Bundesbehindertenbeauftragte Karin Evers-Meyer und drei Gewinner: Ursula Lehmann, Dr. Waltraud Wölfel, Konrad Hickel (v.l.n.r.)
Die Idee dahinter - „Du bist mir wichtig – ich möchte dich erreichen“
Die beiden Frauen, die das Projekt umgesetzt haben, wollten das alte und doch ewig neue Thema Mobilität und Barrierefreiheit neu denken. Neben der bestehenden Forderung, dass Barrierefreiheit als Bürgerrecht auf politischer Ebene durchgesetzt und ausgeweitet werden muss, hieß es bei dieser Aktion kurzzeitig „Geschenke statt Forderungen“.
In den letzten Wochen waren viele persönliche Geschichten, Tipps und Tourenvorschläge eingegangen. Eileen Moritz und Christine Albrecht waren nun mit der schweren Aufgabe betraut, unter den vielen interessanten, witzigen und schönen Einsendungen die besten, die neun Gewinner auszuwählen. Am meisten freuten sich die Moderatorinnen darüber, welche Vielfalt an eigenen Ideen die Teilnehmer aus der ursprünglichen Grundidee entwickelten.
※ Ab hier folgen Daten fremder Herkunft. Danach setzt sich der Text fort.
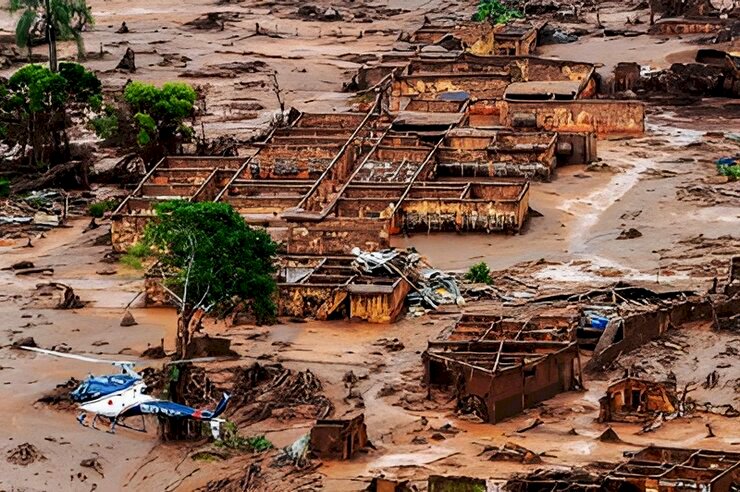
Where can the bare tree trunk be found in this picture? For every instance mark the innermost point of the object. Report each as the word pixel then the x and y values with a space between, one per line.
pixel 183 332
pixel 51 38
Bestätigt darin, wie aktuell dieses vermeintlich altbackene Thema „Mobilität bzw. Barierefreiheit für Alle“ ist, konnten die Organisatorinnen lesen, welche große Bedeutung der Öffentliche Personennahverkehr (ÖPNV) für Menschen mit Behinderung hat. Er dient nämlich als Mittel für eine selbstverständliche selbstbestimmte Teilhabe am gesellschaftlichen Leben. Durch die Texte wurde erneut deutlich, dass das, „was für viele Menschen ohne Behinderung alltäglich ist, für die Teilnehmer an der Aktion einen hohen Wert hat: Eigenständigkeit, Unabhängigkeit, Spontaneität, und die Möglichkeit mit anderen Fahrgästen selbstverständlich mitfahren zu können“, so Eileen Moritz.